Sunday, October 15, 2006

I've Moved

Yes, dear reader you can now find my own brand of witty comments and more at

Tuesday, May 30, 2006

Serious Political Debate

Bloody hell, yesterday's post could almost be deemed political. Thankfully, I think it's all over now and I'll soon get back to talking about birds and booze.

What I wanted to mention today was my bebo space. I'm not sure what it is, or what it does but I do know that I have one. So, if you want to check out my personal space you can do the very such thing at

Monday, May 29, 2006

Stop Your Moaning!

Thank Christ that's over. The bank holidays are always a very fraught period for me, while most of the population are sunning themselves and getting drunk at lunch time I'm forced to cook them food. It was all meant to be different this year, I was supposed to have left all this behind me, but the weight of my overdraft was hanging around my neck so once again I had to step into the breach and work in Cafe Sol. However, all is not lost, as I've survived this bank holiday it means I can cope with anything, so roll on the summer.

The title of this post however has nothing to do with the bank holiday, it instead refers to those university lecturers who feel that there work is going unrecognized and therefore deserve more money. Well, I've got news for you, you bunch of work shy intellectuals, you do fuck all in the grand scheme of things (Apart from Rob Miles, the only lecturer whoever seemed to give a damn). You don't give a shit about your course or your students, all you care about is your money making research. This is just another example of the unions getting greedy, obviously they think that the plight of the British car industry in the 70's was just an anomaly. If anyone, wonders why I'm feeling like this then come with me to a day of lectures at Hull University, where you'll experience not a lot of engineering but a lot of bureaucratic bullshit. So, come on Tony don't give into those money grabbing bastards, give them the sack if you have to, they won't be hard to replace. Actually, that's an idea Tony, while Gordon's in Africa while why don't you tell him to pick up a few chimps, put them in a suit and you've got more than enough to teach a University degree.

Wednesday, May 24, 2006

Questions Of Science

Right, reader it's time you gave something back to me. Everyday (or once a month) I spend hours preparing something to entertain you and now it's pay back time. Please can you help me solve these problems that leave me sleepless at nights.

1. The big cranes on building sites? How do they work, does a bigger crane come and assemble them in the night when no one is looking?

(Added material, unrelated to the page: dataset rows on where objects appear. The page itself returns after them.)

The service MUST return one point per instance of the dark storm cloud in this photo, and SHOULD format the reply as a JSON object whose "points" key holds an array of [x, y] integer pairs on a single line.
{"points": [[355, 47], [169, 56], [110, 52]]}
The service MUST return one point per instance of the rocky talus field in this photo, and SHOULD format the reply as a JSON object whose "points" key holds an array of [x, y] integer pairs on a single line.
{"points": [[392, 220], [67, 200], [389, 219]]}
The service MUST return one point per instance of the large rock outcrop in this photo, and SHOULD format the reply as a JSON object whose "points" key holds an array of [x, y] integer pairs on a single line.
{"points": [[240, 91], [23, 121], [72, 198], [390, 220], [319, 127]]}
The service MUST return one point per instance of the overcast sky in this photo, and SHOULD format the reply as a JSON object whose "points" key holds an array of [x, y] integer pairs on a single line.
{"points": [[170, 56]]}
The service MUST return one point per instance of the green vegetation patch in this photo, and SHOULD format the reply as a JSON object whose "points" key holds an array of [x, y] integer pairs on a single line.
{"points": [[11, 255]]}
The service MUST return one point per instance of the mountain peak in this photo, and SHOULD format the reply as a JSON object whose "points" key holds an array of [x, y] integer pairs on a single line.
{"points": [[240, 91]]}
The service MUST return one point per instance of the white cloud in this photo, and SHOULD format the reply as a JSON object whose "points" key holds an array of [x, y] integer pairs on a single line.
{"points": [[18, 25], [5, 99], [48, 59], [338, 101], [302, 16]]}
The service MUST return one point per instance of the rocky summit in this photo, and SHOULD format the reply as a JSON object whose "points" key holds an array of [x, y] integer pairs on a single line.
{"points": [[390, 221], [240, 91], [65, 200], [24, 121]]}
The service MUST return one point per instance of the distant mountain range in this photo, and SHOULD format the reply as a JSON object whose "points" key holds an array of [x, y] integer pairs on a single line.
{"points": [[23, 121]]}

2. Can cat's get alzheimers? My cat, seems to be constantly eating. Either Whiskas are filling their pouches with crack or my cat keeps forgetting it's eaten.

3. June Sarpong?

If anyone get's all three right, they'll win a rake.

Tuesday, May 23, 2006

You Know I'm The Jazzy Boy!

This week is the birth week of the greatest jazz trumpet player ever, a certain Mr Miles Davis. If Mr Davis was still alive today he'd have been a mighty eighty years old. So, in celebration of this you get a spiffing picture of Miles and also a link to Radio 3 which are playing programmes about him all week. So, come on guys and gals lets chase the juju train and get in a jazz trance.

Monday, May 22, 2006

Are Tesco And The Tories Merging?

Everyone knows that the Tories are full of shit, and everybody knows that Tesco are arseholes but after seeing a recent advert for Tesco's I'm worried that they're both peddling the same marketing crap.

I think my favourite slogan by them is this; "We'd also like to talk to you more when we plan our stores. We'll be working even closer with local communities on every new superstore, so we understand local issues and concerns better". Couldn't you just see Dave Cameroon coming out with this rubbish?

Well here he is doing just that, "There is more to life than money, and the time has come to focus on general well-being rather than amassing wealth" thanks for that Dave, how did you ever think of that?

I call on you, my loyal readers to stand up to this bullshit marketing and make a stand. So shop at Co-op and vote Lib Dem, and then you can be just as great as me.

Sunday, May 21, 2006

Gotta Get Away From The City, It's Gonna Bring You Down

So I'm back in the rolling hills of the west country, whcih means that not much has happened. Because not much has occurred it doesn't give me much to talk about. However, I know how much you love to read my daily musings so I'm going to try and just waffle until you get bored and piss off.

So today, I'm going to talk about the average daily water consumption in Britain. Coming into these hot summer months I feel it's especially important to consider water consumption. The average Briton uses 150 litres of water a day while in Surrey they use a whopping 170 litres (what are you doing Matt?!). That seems a lot of water to me, so I'm going to give you some tips to cut down your water needs.

1. Don't flush the toilet.
2. Piss in the bushes (saves watering plants as well).
3. Drink more beer (more piss to water plants with) and stop drinking water.

That's all I can think of right now, so follow my advice and lets avoid a drought.